I was once asked if I could sing while playing the violin. This is a question that I normally do not expect or get asked because my background is in classical music.
During the process of learning, I met many incredible violinists who were also very skilled in other fields – some could play the piano, draw or write in ways that would leave me in complete astonishment, while others could sing marvelously well and some even changed their careers after they found that their voices could shine even brighter than the voice of their violins.
As that initial question echoed in my ears, I could visualize a movie in my mind. And for a moment I was thinking: can I really sing as I play the violin? Immediately I thought: “Impossible! I am a terrible singer”.
That explains why I never pursued a singing career. At best, I could be timidly singing in a choir every Sunday, trusting my ears so that I could be in tune with the rest of the group without drawing unwanted attentions.
That same question still echoed in my ears as dozens of thoughts flew simultaneously at a high- speed inside my head until I could provide the inquirer with a good answer.
Soon after, I came to the conclusion that what that curious person really wanted to know was if it was possible to do both things – singing and playing – at the same time.
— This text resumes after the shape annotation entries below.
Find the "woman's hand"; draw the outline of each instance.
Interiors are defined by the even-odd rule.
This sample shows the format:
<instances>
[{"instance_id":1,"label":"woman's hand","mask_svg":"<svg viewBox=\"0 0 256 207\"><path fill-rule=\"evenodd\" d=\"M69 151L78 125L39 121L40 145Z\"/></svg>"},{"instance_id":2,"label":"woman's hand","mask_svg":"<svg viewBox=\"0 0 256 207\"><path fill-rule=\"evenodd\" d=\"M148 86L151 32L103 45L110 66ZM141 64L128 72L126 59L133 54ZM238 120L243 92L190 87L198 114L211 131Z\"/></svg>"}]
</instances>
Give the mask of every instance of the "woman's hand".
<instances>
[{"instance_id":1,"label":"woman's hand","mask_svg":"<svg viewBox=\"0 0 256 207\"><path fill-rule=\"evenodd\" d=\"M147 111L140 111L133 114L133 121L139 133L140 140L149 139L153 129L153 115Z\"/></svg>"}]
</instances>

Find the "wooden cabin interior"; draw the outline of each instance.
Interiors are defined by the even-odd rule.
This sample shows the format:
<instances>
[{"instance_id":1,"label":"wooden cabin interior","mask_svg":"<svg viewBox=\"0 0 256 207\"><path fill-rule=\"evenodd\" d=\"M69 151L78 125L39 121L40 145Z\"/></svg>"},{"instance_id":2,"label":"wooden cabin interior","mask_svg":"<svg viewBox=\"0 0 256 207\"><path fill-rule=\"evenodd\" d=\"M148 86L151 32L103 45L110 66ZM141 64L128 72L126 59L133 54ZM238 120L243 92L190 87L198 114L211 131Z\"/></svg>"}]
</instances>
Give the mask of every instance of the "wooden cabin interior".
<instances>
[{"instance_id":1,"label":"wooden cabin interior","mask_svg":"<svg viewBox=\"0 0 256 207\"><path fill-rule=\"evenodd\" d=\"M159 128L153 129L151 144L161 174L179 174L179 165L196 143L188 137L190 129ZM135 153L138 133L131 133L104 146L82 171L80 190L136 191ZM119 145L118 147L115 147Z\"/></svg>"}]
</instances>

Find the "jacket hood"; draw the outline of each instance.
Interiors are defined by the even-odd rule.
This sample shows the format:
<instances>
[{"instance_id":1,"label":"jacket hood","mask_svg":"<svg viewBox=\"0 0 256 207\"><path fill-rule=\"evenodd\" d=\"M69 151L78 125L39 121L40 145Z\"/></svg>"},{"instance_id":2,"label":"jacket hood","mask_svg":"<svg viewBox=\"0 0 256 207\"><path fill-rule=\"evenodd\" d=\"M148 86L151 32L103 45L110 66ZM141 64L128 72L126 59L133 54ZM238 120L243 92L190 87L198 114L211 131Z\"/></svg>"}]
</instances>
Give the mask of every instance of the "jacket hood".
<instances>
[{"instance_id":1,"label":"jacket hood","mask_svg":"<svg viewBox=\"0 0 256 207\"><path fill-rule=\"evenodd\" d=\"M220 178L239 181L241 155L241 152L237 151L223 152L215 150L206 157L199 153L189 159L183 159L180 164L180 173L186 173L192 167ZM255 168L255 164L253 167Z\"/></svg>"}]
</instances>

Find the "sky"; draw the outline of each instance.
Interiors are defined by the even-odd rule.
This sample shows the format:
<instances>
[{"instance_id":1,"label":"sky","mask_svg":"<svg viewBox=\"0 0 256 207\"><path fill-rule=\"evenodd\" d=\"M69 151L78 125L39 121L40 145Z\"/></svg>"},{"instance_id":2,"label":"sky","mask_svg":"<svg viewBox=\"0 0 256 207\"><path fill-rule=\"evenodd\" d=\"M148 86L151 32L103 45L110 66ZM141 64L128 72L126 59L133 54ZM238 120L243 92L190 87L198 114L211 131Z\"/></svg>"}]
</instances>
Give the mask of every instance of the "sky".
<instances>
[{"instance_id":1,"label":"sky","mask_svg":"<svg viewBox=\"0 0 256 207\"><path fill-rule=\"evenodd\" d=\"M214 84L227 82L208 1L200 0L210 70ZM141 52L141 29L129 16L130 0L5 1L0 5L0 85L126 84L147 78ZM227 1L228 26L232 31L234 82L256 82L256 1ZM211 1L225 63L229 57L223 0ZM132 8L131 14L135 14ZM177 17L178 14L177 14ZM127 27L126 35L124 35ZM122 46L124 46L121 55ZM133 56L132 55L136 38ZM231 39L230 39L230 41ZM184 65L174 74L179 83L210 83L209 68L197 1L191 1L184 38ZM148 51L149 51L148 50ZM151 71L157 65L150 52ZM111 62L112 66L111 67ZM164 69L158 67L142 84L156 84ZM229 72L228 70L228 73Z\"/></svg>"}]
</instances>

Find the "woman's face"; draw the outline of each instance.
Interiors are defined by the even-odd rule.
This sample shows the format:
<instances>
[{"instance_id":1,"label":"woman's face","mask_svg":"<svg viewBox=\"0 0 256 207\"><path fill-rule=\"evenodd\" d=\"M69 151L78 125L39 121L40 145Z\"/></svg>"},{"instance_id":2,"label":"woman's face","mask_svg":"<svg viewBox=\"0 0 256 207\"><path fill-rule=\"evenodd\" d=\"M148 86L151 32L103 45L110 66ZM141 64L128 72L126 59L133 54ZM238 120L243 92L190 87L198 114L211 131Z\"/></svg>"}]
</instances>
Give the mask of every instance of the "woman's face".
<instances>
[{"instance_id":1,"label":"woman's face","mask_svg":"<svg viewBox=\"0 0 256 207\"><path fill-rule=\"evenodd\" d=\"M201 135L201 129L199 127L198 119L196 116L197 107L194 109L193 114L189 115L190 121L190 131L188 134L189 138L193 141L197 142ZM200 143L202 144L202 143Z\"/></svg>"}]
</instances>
But, had I ever tried singing while playing?
Can You Sing While Playing The Violin?
The answer was “Yes, definitely!”. When I was younger I loved practicing solfeggio before starting my practice session in order to fix my intonation on the violin.
By the way, this is a valuable tip for any beginner who has just started learning the violin and wants to improve his/her intonation.
This is also a good answer for those who ask me how I can play an instrument without any frets and without missing the correct pitch.
So, one day, when I was trying to fix my intonation by alternating between solfeggio and playing, I had the idea of doing both things at the same time. Then I did it. The outcome? I would define it as an interesting trick, but a little painful.
When we clamp our jaws against the violin in order to hold it, we definitely lose the freedom to speak or sing. It feels like something is blocking our jaws, preventing us from uttering any words.
It is similar to the feeling that that we have when we leave a dentist’s room after extracting a tooth or two.
So, what if I was not holding the violin the traditional way but instead held it like the violinists in Morocco – they hold the violin on top of the knee while sitting – or like a cellist, squeezing the violin between the knees?
Well, now it seems like our horizons are becoming broader and broader. However, changing the position we hold the violin is something very complicated. Every change usually undermines our confidence and control of the instrument.
That is why I am not inclined to take any big changes in the near future, but it can be a nice way of getting familiar to the art of playing violin and singing at the same time.
Perhaps alternating between playing and singing would be the most effective way for my daily practice.
Normally, when people attend concerts and see a stage full of musicians, they do not expect the violinists to steal the role of the sopranos and tenors, right?
Indeed! However, I remember that when I was attending orchestra rehearsals regularly, I noticed something peculiar in our music: a line that indicated a part where musicians had to sing!
At some point we were required to set our instruments apart, stop playing and start singing. Unfortunately, I can’t recall the piece’s name or composer, but I remember the result was a beautiful choir of musicians.
Although we would expect many band fiddlers to set aside their instruments for a moment in order to sing with the group, we definitely do not expect a violinist to do that on stage.
However, there is a very well-known video recording of a Mozart violin concerto where the star violinist Gilles Apap surprises the audience during the cadenza, mixing his different styles, like Blues and American Fiddling, and, when the audience least expects, he holds the violin like a guitar and starts singing.
But that was not the first time I saw something similar happen on stage. Once, when our marvelous youth orchestra was touring the country, we had a piece called West Side Story in our program.
It is a piece of theatre music inspired by the Shakespeare’s famous play Romeo and Juliet, composed by the great composer, pianist, and conductor Leonard Bernstein.
At a certain moment, during the festive Mambo, we are required to shout the same word, “Mambo”. For those who don’t know it, there are dozens of recordings of this wonderful piece of work on YouTube.
Fortunately, Bernstein wrote a silence for our instruments so that we can put our instruments aside for a second and then shout energetically.
I am sure that there are many artists around the world who feel like using both of these skills on stage. But how could they do it effectively? A solution, as I suggested before, would be holding the violin in a different position so as to free the jaws.
However, the downside would be the long hours required for re-adaptation. A second solution that could be a little easier to master would require placing straps to hold the violin around the body or neck while keeping the jaws free.
It is also possible to simply lift the jaw and hold the violin with the left hand only, but that would limit the movements of the hand.
I truly believe it is possible to play the violin and sing at the same time although I am not inclined to learn that skill. And what about you? Can you sing while playing your instrument?